Superannuation firm HESTA has urged a Senate inquiry into the United Nations Declaration of the Rights of Indigenous Peoples to embrace the declaration's principles.

HESTA, an industry superannuation fund for workers in health and community service sectors, works with more than 90,000 employers and has more than 870,000 members.

HESTA chief executive Debby Blakey said on Tuesday that the fund took its obligation to advance the ambitions of reconciliation in Australia seriously.

The company argued in its submission to the Senate inquiry UNDRIP principles in Australia would lead to greater certainty for investors, better outcomes for Aboriginal and Torres Strait Islander people, and stronger returns for members.
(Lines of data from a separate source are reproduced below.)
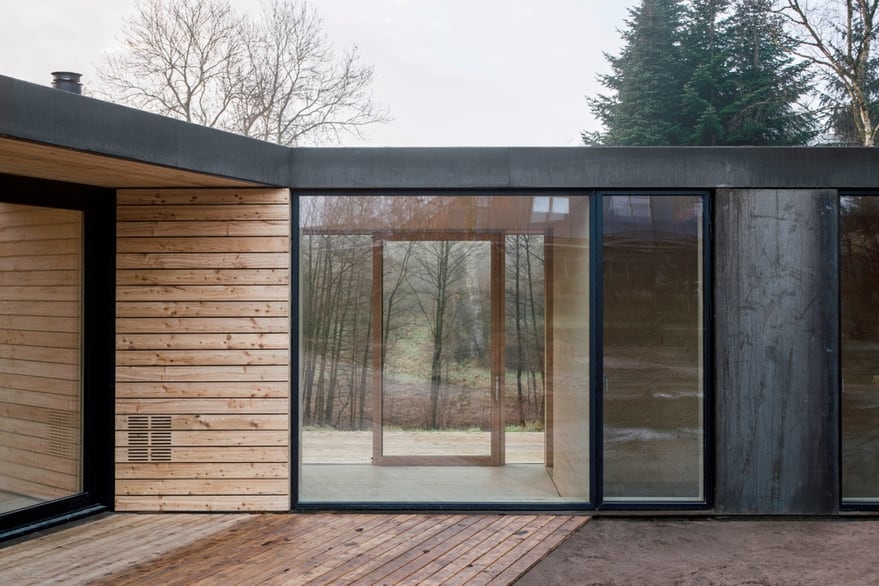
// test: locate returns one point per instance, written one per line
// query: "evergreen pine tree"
(711, 72)
(646, 80)
(768, 82)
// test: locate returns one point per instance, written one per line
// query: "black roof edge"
(49, 116)
(45, 115)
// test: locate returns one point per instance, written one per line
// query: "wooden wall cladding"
(203, 350)
(40, 331)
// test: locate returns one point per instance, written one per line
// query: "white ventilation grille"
(149, 438)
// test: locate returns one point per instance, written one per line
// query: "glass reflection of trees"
(859, 290)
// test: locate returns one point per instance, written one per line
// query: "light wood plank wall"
(40, 332)
(203, 350)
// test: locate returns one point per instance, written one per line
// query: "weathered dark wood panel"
(776, 352)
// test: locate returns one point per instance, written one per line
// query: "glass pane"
(525, 326)
(653, 347)
(40, 388)
(365, 281)
(859, 290)
(437, 377)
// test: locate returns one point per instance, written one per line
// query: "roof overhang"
(51, 134)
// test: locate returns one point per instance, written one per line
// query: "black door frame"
(97, 361)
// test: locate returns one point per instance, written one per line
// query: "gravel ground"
(616, 550)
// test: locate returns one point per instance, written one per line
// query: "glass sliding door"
(859, 335)
(653, 370)
(41, 416)
(439, 374)
(444, 349)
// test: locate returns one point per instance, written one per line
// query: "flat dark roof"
(40, 114)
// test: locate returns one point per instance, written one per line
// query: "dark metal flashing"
(584, 168)
(45, 115)
(42, 114)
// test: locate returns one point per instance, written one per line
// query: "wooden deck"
(287, 549)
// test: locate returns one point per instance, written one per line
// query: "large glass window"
(859, 334)
(41, 455)
(444, 349)
(653, 381)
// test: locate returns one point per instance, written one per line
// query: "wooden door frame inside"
(497, 345)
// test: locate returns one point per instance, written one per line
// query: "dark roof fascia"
(586, 167)
(45, 115)
(49, 116)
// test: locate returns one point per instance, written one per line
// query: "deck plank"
(283, 548)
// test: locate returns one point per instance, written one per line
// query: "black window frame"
(596, 352)
(846, 505)
(98, 207)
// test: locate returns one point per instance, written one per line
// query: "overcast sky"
(452, 72)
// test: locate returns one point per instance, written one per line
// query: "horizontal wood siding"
(203, 350)
(40, 325)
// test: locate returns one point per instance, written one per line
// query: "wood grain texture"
(40, 354)
(188, 549)
(777, 356)
(203, 350)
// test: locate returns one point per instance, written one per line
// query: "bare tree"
(275, 77)
(837, 36)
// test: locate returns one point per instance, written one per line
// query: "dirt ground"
(616, 550)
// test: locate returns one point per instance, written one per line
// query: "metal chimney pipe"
(67, 81)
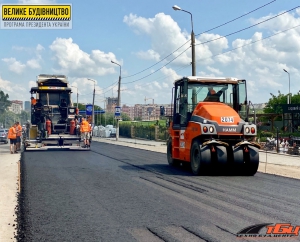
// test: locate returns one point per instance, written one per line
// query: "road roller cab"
(210, 128)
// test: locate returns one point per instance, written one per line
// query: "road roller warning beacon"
(209, 126)
(54, 119)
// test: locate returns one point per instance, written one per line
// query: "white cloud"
(14, 90)
(14, 65)
(214, 70)
(75, 62)
(148, 55)
(39, 47)
(33, 63)
(6, 86)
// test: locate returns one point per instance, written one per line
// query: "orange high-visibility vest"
(12, 134)
(85, 127)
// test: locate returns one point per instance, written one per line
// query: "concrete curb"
(9, 188)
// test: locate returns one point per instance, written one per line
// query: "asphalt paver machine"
(53, 116)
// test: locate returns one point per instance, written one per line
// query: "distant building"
(259, 105)
(16, 106)
(128, 110)
(111, 103)
(27, 106)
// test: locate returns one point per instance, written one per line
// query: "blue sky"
(138, 34)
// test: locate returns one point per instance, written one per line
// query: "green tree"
(275, 102)
(125, 117)
(4, 102)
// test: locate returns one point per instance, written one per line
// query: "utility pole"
(93, 112)
(175, 7)
(119, 100)
(77, 95)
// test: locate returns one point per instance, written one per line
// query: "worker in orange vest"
(85, 132)
(12, 135)
(19, 133)
(33, 101)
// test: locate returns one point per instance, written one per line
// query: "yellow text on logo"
(28, 12)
Ms Blakey said Indigenous people were at greater risk of hardship in retirement.

"Our superannuation system was intended to benefit all Australians, however, the systemic disadvantage faced by many Aboriginal and Torres Strait Islander peoples during their working lives means that they also face increased financial insecurity in retirement," she said.

"There are many benefits to applying the UNDRIP principles in Australia.

"Not only will it help improve social and financial outcomes for Aboriginal and Torres Strait Islander people, but we believe it can help improve financial outcomes for investors, resulting in stronger returns for our members."

In its submission to the Inquiry, HESTA outlined the risks and implications for investors when the rights of First Peoples were not upheld, referring to Rio Tinto's destruction of significant cultural heritage at Juukan Gorge.

Ms Blakey said application of the UNDRIP in legislation would send "appropriate signals" to corporations and investors who do not already publicly support the declaration's principles.